Ask HN: Any non-acquihire, less than $1M app/startup exits? - vishalchandra


======
GamblersFallacy
Here are some actual sales figures:

[http://feinternational.com/buy-a-
website/#tabs-3](http://feinternational.com/buy-a-website/#tabs-3)

[http://www.webrokr.com/soldsites.php](http://www.webrokr.com/soldsites.php)

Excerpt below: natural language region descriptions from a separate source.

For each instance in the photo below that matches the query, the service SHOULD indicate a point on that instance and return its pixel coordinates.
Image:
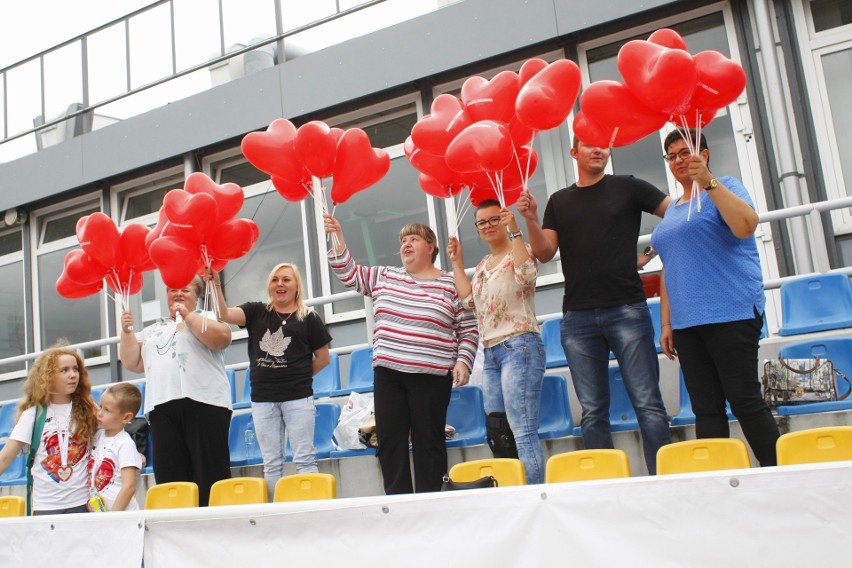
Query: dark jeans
(191, 444)
(719, 363)
(415, 403)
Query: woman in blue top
(711, 298)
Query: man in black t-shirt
(595, 224)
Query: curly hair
(39, 384)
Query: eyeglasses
(684, 154)
(490, 222)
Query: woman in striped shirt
(424, 342)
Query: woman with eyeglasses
(711, 296)
(502, 294)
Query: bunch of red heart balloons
(105, 254)
(292, 156)
(662, 82)
(482, 139)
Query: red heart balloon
(316, 146)
(176, 259)
(618, 114)
(71, 290)
(530, 68)
(229, 197)
(483, 146)
(720, 81)
(662, 78)
(358, 165)
(232, 239)
(491, 100)
(273, 151)
(547, 99)
(193, 212)
(98, 236)
(81, 268)
(667, 38)
(434, 132)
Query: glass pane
(73, 320)
(837, 68)
(830, 14)
(371, 221)
(12, 320)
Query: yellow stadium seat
(585, 465)
(305, 487)
(13, 506)
(239, 491)
(173, 495)
(507, 471)
(707, 454)
(832, 443)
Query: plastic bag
(352, 414)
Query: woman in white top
(502, 294)
(187, 394)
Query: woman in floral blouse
(502, 294)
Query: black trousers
(719, 363)
(190, 442)
(415, 403)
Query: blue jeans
(513, 374)
(271, 419)
(587, 338)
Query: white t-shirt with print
(108, 457)
(178, 365)
(55, 486)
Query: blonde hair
(39, 384)
(301, 309)
(127, 397)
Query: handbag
(801, 381)
(450, 485)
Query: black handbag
(450, 485)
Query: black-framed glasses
(490, 222)
(684, 154)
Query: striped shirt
(420, 325)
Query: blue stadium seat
(360, 372)
(555, 419)
(327, 415)
(553, 353)
(327, 380)
(8, 412)
(816, 303)
(237, 441)
(16, 473)
(245, 400)
(685, 415)
(466, 413)
(839, 351)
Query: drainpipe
(790, 185)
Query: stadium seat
(174, 495)
(507, 471)
(816, 445)
(240, 455)
(554, 355)
(239, 491)
(555, 419)
(466, 413)
(586, 465)
(360, 372)
(839, 351)
(327, 380)
(305, 487)
(707, 454)
(13, 506)
(815, 303)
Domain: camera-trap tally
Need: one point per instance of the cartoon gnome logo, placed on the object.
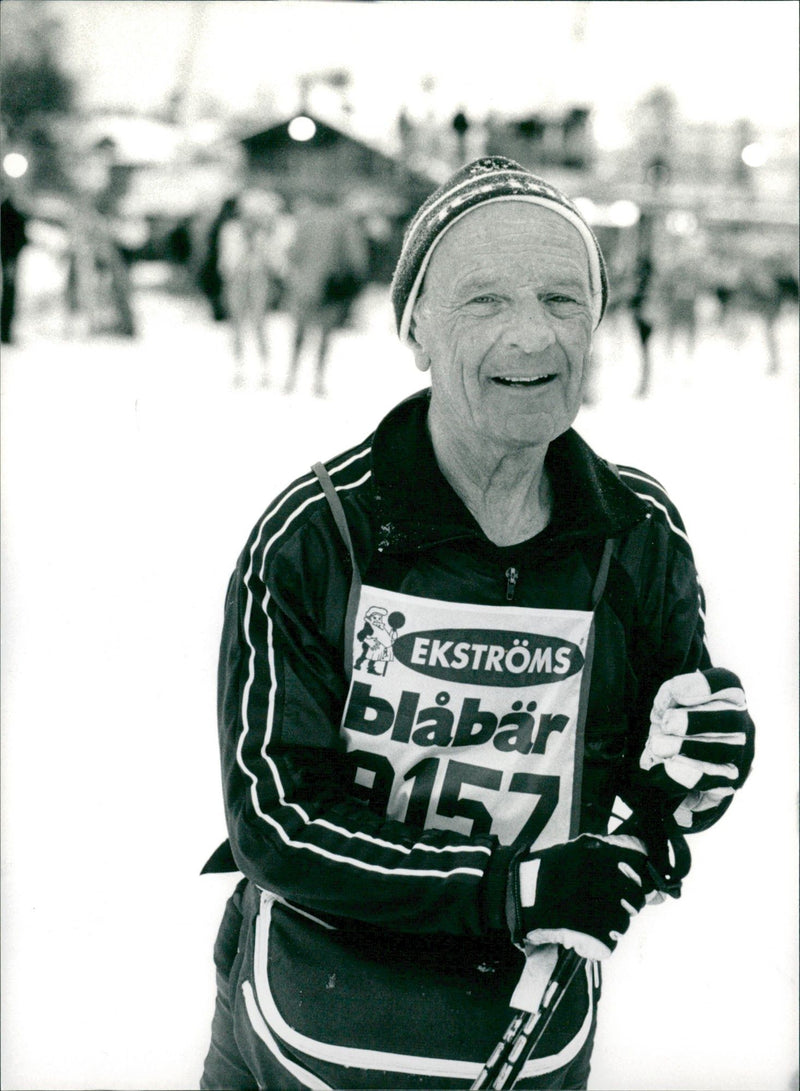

For sites/apps with steady traffic & earnings, the general rule of thumb for
calculating valuation has been multiples of monthly net profit:

* 2002-2004: 3 to 6 x monthly net

* 2005-2012: 10 x monthly net

* 2012-2014: 20 x monthly net

* 2014: 30 x monthly net

So to flip a site for > $200k, you need to be doing approx > $7k/month.

------
flipfilter
There are a few hundred live examples from 2013 in the Centurica website buyer
reports - [http://www.centurica.com/website-buyers-
report](http://www.centurica.com/website-buyers-report).

At time of writing (August is usually quiet) there are around 300
brokered,web-based businesses for sale between $20k and $2M.

Averages are severely deceiving but If you were to look at average multiples
alone you would find a typical range between 1.8 and 3.7x annual net profit.

------
MalcolmDiggs
Sure, it happens every day on places like Flippa, WebsiteBroker, and eBay.

It's not the sexiest process, or the highest valuations, but if you're looking
to exit for 5-to-6 figures, you might be able to find a buyer there easily.

------
vishalchandra
More interested to know about exits in the $200K - $1M range. It will be
interesting to note exits at the lower end of the spectrum.